CoCalc -- Day 5.2 LSTM in Sequence Generation.ipynb

GitHub Repository: suyashi29/python-su
Path: blob/master/Generative AI for Intelligent Data Handling/Day 5.2 LSTM in Sequence Generation.ipynb
³⁰⁷⁴ views

Kernel: Python 3 (ipykernel)

LSTM stands for Long Short-Term Memory.

It's a type of recurrent neural network (RNN) architecture designed to handle the issue of vanishing gradients, which can occur when training traditional RNNs on long sequences of data. LSTM networks are well-suited for sequence prediction problems, such as language modeling, speech recognition, and time series forecasting. They achieve this by using a memory cell that can maintain information over long periods of time, allowing them to capture dependencies and patterns in sequential data more effectively than standard RNNs.

LSTM Gates

Forget Gate: Controls what information from the previous cell state should be discarded or kept based on the current input.
Input Gate: Determines which new information from the current input should be stored in the cell state.
Cell State: Represents the memory of the LSTM, preserving information over long sequences by selectively adding or removing information.
Output Gate: Filters the information from the current cell state to produce the output based on the current input and the LSTM's internal state.

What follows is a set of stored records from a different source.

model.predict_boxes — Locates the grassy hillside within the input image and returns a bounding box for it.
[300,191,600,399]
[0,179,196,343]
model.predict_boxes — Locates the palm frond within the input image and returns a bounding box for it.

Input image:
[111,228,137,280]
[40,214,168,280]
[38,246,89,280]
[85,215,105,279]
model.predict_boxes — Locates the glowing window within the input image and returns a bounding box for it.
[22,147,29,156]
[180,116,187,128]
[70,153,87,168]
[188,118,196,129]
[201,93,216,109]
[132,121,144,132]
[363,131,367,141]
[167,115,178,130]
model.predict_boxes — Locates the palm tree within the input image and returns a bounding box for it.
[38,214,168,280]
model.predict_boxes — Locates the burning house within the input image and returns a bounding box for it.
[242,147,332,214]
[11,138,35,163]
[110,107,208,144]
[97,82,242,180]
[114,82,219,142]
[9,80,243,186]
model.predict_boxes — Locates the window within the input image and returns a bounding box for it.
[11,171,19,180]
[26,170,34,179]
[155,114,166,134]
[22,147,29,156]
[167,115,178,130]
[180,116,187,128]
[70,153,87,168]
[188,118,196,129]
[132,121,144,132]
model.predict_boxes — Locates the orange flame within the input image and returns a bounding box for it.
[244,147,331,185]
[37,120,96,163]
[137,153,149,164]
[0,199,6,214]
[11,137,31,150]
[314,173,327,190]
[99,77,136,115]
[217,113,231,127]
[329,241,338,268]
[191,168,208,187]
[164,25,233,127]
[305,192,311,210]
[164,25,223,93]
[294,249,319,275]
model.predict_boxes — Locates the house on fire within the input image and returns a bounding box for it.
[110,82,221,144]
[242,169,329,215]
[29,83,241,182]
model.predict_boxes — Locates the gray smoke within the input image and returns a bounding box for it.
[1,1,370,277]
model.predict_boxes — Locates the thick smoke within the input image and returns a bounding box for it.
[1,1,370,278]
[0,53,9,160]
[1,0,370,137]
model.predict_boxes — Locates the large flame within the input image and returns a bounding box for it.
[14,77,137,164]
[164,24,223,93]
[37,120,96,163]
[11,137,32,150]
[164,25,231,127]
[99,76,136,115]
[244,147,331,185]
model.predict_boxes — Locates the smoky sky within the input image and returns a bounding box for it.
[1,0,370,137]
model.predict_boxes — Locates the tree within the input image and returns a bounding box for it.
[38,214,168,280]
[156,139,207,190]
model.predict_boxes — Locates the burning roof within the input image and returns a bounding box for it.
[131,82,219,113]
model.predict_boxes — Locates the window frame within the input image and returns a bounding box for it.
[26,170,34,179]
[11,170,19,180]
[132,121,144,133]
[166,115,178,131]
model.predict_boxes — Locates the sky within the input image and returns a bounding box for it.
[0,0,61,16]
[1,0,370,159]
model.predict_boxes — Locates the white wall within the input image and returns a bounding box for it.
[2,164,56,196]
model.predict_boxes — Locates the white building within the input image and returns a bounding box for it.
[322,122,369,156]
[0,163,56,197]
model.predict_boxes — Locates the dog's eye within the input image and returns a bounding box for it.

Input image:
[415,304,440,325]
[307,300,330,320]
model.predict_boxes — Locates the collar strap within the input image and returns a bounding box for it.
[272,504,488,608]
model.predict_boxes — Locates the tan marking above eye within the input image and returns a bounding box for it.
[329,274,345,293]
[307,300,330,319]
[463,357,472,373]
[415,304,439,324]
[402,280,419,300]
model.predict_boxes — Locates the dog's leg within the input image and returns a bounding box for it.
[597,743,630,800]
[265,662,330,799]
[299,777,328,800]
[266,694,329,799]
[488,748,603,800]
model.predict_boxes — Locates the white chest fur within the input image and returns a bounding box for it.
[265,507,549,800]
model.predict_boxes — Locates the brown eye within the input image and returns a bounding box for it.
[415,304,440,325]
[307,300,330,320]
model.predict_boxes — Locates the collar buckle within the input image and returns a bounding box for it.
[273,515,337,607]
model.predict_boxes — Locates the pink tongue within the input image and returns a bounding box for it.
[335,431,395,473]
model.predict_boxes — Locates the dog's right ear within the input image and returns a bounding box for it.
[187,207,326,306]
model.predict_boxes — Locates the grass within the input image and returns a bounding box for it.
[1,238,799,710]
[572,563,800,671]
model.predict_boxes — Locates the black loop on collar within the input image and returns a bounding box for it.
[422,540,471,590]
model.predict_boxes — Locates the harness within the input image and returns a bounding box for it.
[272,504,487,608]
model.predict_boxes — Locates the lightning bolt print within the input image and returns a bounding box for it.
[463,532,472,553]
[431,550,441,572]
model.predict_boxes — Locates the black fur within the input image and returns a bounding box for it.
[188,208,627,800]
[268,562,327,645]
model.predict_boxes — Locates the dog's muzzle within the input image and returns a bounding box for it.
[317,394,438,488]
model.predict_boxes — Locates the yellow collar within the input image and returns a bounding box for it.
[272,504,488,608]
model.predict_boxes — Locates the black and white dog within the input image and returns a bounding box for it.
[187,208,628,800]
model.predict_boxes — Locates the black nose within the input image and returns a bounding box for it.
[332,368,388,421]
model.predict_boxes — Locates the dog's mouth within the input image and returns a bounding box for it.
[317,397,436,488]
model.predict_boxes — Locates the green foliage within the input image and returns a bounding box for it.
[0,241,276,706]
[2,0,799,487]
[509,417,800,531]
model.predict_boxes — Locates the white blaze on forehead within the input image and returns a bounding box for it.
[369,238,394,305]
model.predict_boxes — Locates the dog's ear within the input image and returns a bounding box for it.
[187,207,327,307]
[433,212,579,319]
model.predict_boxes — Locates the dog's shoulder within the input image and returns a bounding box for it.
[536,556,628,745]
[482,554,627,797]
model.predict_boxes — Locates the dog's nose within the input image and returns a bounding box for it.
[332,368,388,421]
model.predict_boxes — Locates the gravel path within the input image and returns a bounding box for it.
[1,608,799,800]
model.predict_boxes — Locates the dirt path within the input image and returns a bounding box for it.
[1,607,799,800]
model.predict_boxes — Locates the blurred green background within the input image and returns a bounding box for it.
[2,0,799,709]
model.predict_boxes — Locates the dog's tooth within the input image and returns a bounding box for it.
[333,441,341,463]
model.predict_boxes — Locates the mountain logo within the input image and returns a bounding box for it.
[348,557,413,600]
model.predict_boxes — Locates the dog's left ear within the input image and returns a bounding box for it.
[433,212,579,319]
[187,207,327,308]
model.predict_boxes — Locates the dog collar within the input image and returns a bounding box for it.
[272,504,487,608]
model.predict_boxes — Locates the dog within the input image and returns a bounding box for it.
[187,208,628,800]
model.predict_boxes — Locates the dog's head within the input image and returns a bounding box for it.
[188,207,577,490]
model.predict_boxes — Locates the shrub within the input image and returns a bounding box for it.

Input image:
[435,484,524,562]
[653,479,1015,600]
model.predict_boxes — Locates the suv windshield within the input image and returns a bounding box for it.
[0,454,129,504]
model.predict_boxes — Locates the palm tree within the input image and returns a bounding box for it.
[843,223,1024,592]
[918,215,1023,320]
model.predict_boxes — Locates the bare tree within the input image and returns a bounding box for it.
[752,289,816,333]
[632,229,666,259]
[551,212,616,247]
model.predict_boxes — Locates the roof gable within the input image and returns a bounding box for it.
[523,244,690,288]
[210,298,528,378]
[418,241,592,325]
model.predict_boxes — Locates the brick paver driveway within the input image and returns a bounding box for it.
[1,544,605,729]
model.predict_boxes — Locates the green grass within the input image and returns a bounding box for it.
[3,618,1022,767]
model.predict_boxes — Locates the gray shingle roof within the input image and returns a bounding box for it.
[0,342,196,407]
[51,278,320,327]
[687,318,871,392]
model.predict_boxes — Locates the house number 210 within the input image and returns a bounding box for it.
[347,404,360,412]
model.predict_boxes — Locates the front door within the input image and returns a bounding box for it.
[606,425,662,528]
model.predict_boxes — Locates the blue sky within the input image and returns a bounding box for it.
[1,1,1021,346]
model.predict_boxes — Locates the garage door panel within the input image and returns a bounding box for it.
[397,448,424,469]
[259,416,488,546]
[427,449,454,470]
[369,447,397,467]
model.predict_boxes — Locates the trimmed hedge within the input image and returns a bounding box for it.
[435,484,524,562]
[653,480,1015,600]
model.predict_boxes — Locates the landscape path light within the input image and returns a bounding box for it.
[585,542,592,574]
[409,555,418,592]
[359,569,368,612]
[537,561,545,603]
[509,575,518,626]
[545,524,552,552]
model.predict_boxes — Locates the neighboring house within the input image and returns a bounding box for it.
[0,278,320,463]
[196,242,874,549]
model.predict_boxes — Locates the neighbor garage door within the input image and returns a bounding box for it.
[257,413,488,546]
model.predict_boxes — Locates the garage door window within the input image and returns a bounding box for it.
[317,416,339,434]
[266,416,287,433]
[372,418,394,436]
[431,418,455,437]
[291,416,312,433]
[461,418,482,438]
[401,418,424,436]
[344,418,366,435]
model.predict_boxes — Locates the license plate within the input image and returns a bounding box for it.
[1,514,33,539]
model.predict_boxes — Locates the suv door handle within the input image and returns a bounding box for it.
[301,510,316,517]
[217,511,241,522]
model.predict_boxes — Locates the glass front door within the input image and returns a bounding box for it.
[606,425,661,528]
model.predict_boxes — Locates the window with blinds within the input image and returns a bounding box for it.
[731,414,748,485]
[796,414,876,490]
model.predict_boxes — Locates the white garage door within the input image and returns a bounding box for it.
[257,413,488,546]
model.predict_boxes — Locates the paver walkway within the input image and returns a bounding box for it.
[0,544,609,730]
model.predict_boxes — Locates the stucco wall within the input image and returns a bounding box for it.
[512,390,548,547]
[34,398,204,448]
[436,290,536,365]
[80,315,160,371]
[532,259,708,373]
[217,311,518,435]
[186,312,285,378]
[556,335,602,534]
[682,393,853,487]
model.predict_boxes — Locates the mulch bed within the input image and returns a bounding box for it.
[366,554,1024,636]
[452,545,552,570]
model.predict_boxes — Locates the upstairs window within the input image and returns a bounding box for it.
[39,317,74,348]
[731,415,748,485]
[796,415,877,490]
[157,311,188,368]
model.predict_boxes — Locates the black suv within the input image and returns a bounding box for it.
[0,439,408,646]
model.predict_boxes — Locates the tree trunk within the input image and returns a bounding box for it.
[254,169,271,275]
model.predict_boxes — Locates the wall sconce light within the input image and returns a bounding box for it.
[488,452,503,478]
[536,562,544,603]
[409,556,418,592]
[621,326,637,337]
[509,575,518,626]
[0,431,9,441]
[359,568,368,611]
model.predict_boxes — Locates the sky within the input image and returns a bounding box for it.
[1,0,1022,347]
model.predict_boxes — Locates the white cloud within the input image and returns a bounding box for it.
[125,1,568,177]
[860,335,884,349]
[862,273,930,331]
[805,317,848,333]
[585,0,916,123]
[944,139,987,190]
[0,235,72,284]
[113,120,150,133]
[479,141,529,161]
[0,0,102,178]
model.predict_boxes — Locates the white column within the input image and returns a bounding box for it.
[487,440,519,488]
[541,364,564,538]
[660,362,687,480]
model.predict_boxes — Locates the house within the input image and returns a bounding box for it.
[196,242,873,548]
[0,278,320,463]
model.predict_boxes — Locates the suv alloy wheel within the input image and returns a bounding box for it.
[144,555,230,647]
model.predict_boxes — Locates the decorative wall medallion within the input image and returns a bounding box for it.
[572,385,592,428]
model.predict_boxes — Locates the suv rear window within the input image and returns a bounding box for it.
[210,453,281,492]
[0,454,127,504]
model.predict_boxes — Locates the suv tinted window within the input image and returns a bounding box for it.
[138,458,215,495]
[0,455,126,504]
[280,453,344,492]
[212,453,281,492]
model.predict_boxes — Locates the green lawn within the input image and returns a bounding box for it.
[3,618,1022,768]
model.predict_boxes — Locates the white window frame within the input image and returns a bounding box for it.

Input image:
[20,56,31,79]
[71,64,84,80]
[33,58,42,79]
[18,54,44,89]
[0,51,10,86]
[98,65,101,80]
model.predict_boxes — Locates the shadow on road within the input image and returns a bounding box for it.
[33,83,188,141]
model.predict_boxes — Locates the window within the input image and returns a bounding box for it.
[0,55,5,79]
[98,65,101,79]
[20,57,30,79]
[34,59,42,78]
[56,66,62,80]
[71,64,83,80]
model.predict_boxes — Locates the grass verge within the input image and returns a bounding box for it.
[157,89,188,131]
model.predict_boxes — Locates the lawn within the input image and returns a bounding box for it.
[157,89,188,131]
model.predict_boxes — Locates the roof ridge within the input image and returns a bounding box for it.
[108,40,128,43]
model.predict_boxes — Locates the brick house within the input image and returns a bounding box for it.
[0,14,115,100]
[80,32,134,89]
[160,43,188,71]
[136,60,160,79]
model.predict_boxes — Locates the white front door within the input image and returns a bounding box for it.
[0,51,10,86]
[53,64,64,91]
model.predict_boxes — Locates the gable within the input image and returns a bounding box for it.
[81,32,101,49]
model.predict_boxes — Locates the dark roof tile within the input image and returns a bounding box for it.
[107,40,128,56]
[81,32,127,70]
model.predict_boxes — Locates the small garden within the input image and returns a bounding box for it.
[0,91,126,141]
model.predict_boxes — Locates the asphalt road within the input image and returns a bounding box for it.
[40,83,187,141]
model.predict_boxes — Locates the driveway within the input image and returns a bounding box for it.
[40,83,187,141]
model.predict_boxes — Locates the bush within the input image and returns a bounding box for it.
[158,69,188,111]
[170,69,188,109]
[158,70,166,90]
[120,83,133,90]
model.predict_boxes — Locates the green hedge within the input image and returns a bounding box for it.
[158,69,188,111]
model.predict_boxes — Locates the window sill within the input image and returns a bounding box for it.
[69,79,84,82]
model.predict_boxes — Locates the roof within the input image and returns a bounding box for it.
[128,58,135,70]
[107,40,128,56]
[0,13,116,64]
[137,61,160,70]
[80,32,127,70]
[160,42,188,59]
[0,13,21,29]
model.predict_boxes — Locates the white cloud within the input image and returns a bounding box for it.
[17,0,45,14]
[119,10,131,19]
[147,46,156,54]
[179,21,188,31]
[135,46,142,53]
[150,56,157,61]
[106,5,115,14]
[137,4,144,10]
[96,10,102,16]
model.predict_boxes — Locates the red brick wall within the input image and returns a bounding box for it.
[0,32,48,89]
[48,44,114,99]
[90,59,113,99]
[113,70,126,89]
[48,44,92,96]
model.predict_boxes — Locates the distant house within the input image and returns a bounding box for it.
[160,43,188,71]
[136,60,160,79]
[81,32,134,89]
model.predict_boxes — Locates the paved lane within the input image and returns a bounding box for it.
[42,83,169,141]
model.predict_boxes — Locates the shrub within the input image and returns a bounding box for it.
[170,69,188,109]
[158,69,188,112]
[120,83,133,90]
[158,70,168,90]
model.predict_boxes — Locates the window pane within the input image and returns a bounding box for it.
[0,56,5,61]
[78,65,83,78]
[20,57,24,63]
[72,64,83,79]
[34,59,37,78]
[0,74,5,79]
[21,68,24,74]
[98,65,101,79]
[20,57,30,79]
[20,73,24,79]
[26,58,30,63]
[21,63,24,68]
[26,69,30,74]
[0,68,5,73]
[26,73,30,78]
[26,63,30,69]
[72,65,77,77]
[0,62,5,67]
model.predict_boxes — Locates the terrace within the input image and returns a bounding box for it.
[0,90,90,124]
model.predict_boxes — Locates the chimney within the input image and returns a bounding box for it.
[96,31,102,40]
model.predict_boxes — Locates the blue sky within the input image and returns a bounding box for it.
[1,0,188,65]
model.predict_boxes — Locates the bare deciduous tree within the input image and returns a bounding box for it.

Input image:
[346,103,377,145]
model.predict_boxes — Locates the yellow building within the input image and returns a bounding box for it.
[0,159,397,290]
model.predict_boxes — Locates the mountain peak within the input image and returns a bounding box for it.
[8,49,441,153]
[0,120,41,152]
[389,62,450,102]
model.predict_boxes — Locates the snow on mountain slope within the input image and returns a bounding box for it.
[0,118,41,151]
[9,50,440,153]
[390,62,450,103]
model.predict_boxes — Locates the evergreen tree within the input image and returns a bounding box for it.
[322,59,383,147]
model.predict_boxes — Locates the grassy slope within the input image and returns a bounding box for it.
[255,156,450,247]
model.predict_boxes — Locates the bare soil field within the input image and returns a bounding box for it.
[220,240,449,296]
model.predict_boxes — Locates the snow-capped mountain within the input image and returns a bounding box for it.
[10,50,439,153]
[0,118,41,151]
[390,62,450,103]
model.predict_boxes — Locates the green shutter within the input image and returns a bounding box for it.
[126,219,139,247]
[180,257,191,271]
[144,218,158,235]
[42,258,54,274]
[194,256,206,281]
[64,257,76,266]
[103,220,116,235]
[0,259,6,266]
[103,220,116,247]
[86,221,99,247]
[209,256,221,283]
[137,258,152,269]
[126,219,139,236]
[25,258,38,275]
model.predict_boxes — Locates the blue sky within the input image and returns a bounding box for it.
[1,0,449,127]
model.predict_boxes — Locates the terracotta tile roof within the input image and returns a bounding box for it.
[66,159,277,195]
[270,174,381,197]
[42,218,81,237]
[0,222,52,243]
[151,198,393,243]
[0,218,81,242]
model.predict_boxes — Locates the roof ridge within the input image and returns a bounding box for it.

LSTM (Long Short-Term Memory) is a type of RNN (Recurrent Neural Network) designed to address the issue of capturing long-term dependencies in sequential data.

LSTMs have a memory cell that can retain information over long periods.
They incorporate gating mechanisms (input, forget, and output gates) to control the flow of information into and out of the memory cell.
Input gate: Determines which new information to incorporate into the memory cell.
Forget gate: Decides which information to discard from the memory cell.
Output gate: Regulates the information output from the memory cell to the next time step.
LSTMs are trained using backpropagation through time (BPTT), allowing them to learn to capture long-range dependencies in the data.
LSTMs are widely used in tasks such as language modeling, speech recognition, and time series prediction due to their ability to effectively capture long-range dependencies.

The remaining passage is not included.